A história é contada sob o ponto de vista de Danny Vibyard (Edward Furlong), um jovem que idolatra seu irmão mais velho, Derek (Edward Norton). Corroído pelo desejo de vingar o assassinato de seu pai, Derek se vê transformado por uma filosofia de ódio ao tornar-se um carismático líder do ‘‘movimento da força branca’’.

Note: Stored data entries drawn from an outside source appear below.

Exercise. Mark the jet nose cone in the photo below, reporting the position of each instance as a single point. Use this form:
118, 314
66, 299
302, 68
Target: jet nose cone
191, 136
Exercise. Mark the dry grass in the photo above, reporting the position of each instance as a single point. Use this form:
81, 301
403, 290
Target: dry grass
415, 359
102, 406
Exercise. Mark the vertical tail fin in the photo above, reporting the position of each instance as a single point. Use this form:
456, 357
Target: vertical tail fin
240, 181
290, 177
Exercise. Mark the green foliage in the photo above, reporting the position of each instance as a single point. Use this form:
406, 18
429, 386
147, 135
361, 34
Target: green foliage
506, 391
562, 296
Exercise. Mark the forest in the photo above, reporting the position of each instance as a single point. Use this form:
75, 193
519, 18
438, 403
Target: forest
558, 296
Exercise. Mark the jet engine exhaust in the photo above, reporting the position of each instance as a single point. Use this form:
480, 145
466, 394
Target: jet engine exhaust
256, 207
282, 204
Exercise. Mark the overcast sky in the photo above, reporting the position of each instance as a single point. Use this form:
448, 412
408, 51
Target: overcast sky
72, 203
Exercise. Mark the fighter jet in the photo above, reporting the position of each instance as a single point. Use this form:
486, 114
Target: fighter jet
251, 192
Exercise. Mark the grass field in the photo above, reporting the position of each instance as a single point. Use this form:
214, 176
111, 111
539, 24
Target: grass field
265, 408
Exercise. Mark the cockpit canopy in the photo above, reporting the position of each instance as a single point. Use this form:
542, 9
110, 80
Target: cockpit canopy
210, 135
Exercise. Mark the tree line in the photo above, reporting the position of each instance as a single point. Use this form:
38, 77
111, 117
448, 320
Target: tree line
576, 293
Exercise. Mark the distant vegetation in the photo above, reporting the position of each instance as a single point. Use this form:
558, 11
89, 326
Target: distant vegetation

O drama maior começa quando ele é envolvido num assassinato e é condenado a uma sentença de três anos de prisão. A volta para casa, quando ganha finalmente a liberdade, mostra um Derek totalmente transformado e convencido de que deve cuidar do irmão mais novo, para que não siga o mesmo caminho.
Longe de ser um filme apenas sobre os ‘‘skinheads’’, apesar da abordagem clara ao tema do racismo, ‘‘A Outra História Americana’’ teve como base diversas pesquisas feitas no meio da ‘‘tribo’’. Fato que se deve principalmente a própria origem do roteirista. David McKenna nasceu e cresceu na periferia, cercado pela violência do punk-rock e por comportamentos extremamente radicais.
E é devido justamente ao realismo e à força que o filme acabou tendo, baseado neste trabalho, que a própria Anistia Internacional nos Estados Unidos planeja usá-lo como uma ferramenta educacional nos próximos meses. A organização estará iniciando um programa nas faculdades e escolas americanas, mostrando aos jovens que mesmo mergulhados no ódio, eles podem ter um comportamento diferente.
Uma produção da Warner Bros. e da New Line Cinema, o filme tem direção de Tony Kaye, que faz a sua estréia na direção de cinema. No elenco, traz, além da dupla Edward, Beverly D’Angelo, Jennifer Lien e Stacy Keach.
‘‘A Outra História Americana’’. Cine Ritz (Rua XV de Novembro, 132 - fone 322 1525), às 15h, 17h10, 19h20 e 21h30. Censura 12 anos.